Studio album by Jazz-iz Christ
- Released: July 23, 2013
- Recorded: 2012–2013
- Genre: Jazz
- Length: 56:32
- Label: Serjical Strike

= Jazz-Iz-Christ =

Jazz-Iz-Christ is the only studio album by Jazz-iz Christ, a group fronted by Armenian–American singer Serj Tankian. The album was released on July 23, 2013, by Serjical Strike Records.

The album has essential participation of the renowned pianist Tigran Hamasyan, flautist Valeri Tolstov, and trumpet player Tom Duprey. It also features additional performances from Stewart Copeland and actor/musician David Alpay and Vincent Pedulla.
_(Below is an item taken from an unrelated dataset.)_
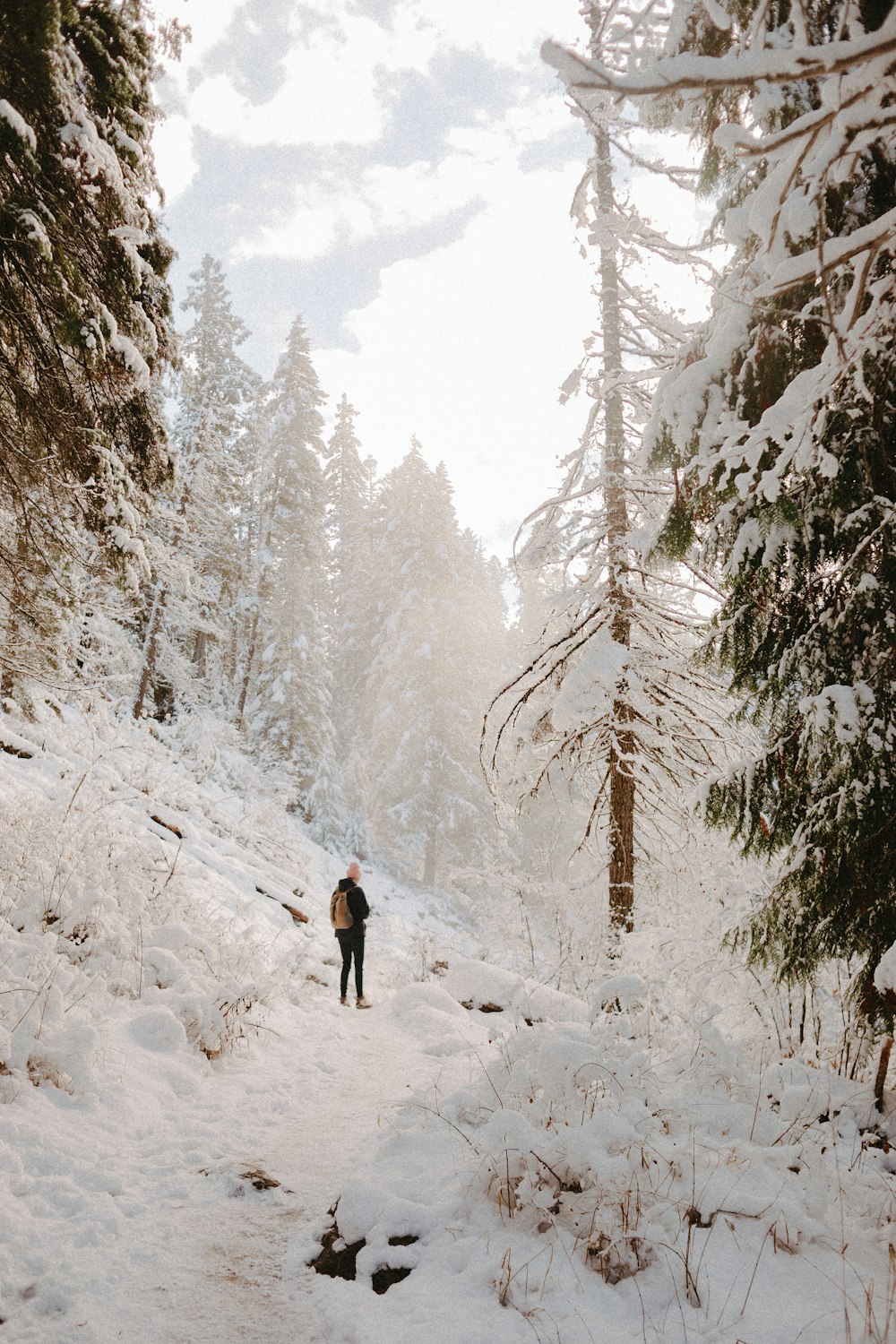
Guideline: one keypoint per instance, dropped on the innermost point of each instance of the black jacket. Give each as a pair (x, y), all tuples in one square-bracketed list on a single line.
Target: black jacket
[(358, 908)]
Unlike much of Tankian's previous discography, only 4 of the 15 tracks features Serj's vocals ("Distant Thing", "Song of Sand", "Garuna", and "Miso Soup"). All the other tracks are instrumental, except for "End of Time", which features a female vocalist.
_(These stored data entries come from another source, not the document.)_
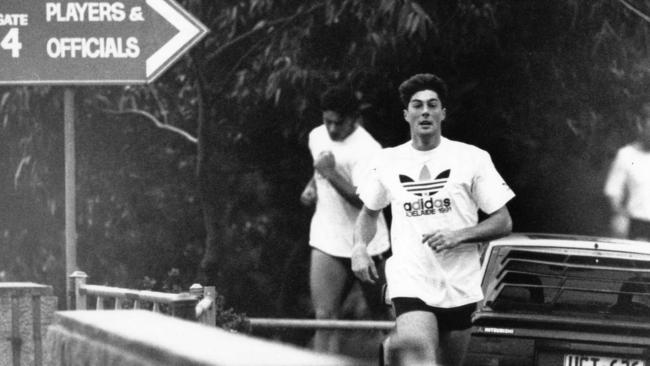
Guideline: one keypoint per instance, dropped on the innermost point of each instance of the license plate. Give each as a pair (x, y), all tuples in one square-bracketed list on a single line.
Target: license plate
[(587, 360)]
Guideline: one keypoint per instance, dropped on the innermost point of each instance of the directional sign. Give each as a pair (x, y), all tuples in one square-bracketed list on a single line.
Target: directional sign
[(92, 42)]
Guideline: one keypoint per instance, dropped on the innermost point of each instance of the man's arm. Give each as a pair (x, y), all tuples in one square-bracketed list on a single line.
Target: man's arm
[(496, 225), (364, 231), (309, 194), (325, 165)]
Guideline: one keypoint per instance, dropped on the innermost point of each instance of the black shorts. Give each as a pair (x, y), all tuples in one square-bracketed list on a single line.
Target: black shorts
[(457, 318), (639, 230)]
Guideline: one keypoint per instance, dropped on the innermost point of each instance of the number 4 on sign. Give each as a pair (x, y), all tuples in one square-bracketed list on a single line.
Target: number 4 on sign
[(11, 42)]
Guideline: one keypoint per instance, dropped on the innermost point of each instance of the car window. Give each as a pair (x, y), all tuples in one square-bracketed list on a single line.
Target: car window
[(568, 281)]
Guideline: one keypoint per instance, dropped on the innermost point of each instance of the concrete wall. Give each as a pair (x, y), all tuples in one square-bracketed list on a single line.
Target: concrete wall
[(26, 310), (142, 338)]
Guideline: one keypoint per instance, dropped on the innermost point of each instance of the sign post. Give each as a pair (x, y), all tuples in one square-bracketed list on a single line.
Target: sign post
[(68, 42)]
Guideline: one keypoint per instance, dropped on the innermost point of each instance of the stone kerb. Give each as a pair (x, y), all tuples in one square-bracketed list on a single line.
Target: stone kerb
[(143, 338), (26, 310)]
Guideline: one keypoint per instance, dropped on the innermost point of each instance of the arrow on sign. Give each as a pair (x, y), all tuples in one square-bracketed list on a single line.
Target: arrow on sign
[(187, 31), (90, 42)]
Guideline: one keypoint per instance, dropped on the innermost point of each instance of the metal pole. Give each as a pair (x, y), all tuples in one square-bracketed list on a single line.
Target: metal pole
[(70, 199)]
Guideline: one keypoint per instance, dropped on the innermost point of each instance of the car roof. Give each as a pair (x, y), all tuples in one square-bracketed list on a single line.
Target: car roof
[(572, 241)]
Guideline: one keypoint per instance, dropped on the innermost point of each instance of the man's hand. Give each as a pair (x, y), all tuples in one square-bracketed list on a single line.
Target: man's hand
[(440, 240), (309, 194), (325, 163), (362, 265)]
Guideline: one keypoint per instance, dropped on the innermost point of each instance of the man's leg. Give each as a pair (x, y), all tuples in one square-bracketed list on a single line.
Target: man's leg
[(420, 328), (328, 279), (453, 346), (373, 294)]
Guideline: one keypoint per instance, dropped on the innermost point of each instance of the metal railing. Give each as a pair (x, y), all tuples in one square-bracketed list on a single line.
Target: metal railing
[(198, 304), (324, 324)]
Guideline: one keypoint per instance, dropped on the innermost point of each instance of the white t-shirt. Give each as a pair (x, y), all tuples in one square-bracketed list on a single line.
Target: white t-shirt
[(628, 182), (332, 226), (428, 190)]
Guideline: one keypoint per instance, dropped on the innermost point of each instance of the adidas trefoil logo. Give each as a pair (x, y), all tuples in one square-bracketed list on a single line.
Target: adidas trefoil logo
[(425, 186)]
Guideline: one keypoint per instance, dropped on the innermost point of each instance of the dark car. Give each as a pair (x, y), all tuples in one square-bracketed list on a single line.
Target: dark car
[(563, 300)]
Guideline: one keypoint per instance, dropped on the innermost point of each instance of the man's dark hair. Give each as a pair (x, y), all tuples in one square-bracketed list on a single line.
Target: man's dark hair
[(339, 99), (419, 82)]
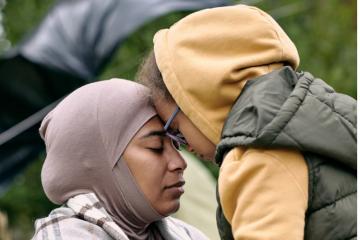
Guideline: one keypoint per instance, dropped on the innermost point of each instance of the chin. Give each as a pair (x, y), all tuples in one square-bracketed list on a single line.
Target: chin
[(169, 208)]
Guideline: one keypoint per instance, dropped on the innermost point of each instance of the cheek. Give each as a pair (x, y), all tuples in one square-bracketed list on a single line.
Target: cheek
[(199, 144)]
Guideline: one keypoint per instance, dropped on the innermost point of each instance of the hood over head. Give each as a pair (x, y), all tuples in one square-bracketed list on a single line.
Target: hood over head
[(85, 137), (206, 58)]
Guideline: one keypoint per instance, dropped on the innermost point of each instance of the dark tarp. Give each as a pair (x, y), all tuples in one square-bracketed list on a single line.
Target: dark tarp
[(68, 49)]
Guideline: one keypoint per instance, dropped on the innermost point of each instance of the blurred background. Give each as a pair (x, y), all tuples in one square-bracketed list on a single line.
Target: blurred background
[(323, 31)]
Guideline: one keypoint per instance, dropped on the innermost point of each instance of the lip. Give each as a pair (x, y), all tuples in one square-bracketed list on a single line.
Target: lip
[(179, 184)]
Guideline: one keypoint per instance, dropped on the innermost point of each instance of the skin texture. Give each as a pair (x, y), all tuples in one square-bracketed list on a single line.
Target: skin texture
[(198, 142), (157, 167)]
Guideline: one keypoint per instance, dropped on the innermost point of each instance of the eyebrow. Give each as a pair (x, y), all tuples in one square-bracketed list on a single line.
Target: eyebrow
[(160, 133)]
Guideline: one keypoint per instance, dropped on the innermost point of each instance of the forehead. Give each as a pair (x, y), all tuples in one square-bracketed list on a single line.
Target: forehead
[(154, 124)]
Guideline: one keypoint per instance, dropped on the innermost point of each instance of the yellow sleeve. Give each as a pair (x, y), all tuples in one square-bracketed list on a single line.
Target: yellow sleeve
[(264, 193)]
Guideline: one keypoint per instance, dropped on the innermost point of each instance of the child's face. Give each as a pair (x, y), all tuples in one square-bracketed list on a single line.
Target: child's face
[(156, 166), (198, 142)]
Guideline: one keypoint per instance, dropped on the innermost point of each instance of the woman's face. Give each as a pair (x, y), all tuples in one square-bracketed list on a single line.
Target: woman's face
[(157, 167), (198, 142)]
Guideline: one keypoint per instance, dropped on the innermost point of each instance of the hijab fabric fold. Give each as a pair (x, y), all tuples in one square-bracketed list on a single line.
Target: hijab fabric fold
[(85, 136)]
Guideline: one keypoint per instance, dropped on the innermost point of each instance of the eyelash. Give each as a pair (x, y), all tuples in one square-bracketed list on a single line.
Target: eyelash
[(157, 150)]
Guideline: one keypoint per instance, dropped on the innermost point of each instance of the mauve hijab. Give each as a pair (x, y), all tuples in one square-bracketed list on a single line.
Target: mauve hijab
[(85, 136)]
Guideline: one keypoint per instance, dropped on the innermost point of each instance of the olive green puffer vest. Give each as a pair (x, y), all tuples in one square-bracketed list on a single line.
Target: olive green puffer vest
[(295, 110)]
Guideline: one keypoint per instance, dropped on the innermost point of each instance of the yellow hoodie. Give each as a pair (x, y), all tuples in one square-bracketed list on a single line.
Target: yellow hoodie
[(205, 60)]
According to Tankian, Jazz-Iz-Christ is "a combination. There's some classic jazz, dance-y stuff, and progressive things. It's all over the place, but it's jazz instrument-wise. It's for a modern listener who appreciates jazz overtones."

==Track listing==

| No. | Title | Length |
|---|---|---|
| 1. | "Fish Don't Scream" (featuring Tigran Hamasyan, Tom Duprey, Troy Zeigler & Valeri Tolstov) | 3:37 |
| 2. | "End of Time" (featuring Tom Duprey, Troy Zeigler & Valeri Tolstov) | 3:55 |
| 3. | "Honeycharmed" (featuring Troy Zeigler, Tom Duprey & Valeri Tolstov) | 4:20 |
| 4. | "Arpeggio Bust" (featuring Troy Zeigler, Tom Duprey & Valeri Tolstov) | 4:02 |
| 5. | "Yerevan to Paris" (featuring Tigran Hamasyan, Tom Duprey, Valeri Tolstov & Troy Zeigler) | 4:01 |
| 6. | "Scotch in China" (featuring Troy Zeigler, Tom Duprey & Valeri Tolstov) | 2:46 |
| 7. | "Distant Thing" (featuring Tigran Hamasyan, Tom Duprey, Valeri Tolstov, Vincent Pedulla, Robert Simring, Jeff Muzzerole, David Finch & Stewart Copeland) | 3:43 |
| 8. | "Song of Sand" (featuring Tom Duprey, James Merenda, David Alpay & Vincent Pedulla) | 3:04 |
| 9. | "Garuna" (featuring Tigran Hamasyan) | 4:45 |
| 10. | "Balcony Chats" (featuring Valeri Tolstov) | 4:07 |
| 11. | "Jinn" (featuring Troy Zeigler, Tom Duprey, Valeri Tolstov & Stepan Haytayan) | 2:52 |
| 12. | "Waitomo Caves" (featuring Tigran Hamasyan, Tom Duprey & Valeri Tolstov) | 2:56 |
| 13. | "Through Nights and Hopes" (featuring Tigran Hamasyan, Tom Duprey, Valeri Tolstov & Mario Caspar) | 5:29 |
| 14. | "Papa Blue" (featuring Troy Zeigler, Tom Duprey, Valeri Tolstov & Jon Del Sesto) | 3:24 |
| 15. | "Miso Soup" (featuring Mario Pagliarulo, Dan Monti, Troy Zeigler, Larry LaLonde, Tom Duprey & Valeri Tolstov) | 3:31 |
| Total length: |  | 56:32 |

== Personnel ==

- Serj Tankian – vocals (on 7–9, 15), bass guitar (on 1–6, 10–12, 14), piano (on 2–3, 6, 14) electric guitar (on 11), acoustic guitar (on 15), sitar (on 3), synth (on 2–5, 12, 15), programming (on 1–6, 10–12, 14, 15), samples (on 1–6, 10–12, 14).
- Tigran Hamasyan – electric piano Rhodes (on 5, 12, 13), keyboards (on 1), piano (on 1, 5, 7, 9, 12, 13), bass synth (on 12, 13).
- Tom Duprey – flugelhorn (on 1, 4, 5, 7, 8, 15), trumpet (on 2–3, 6, 11–15), piccolo trumpet (on 11).
- Valeri Tolstov – flute (on 1–7, 10–15), guitar (on 10), piano (on 10), synth (on 13), programming (on 13), samples (on 13).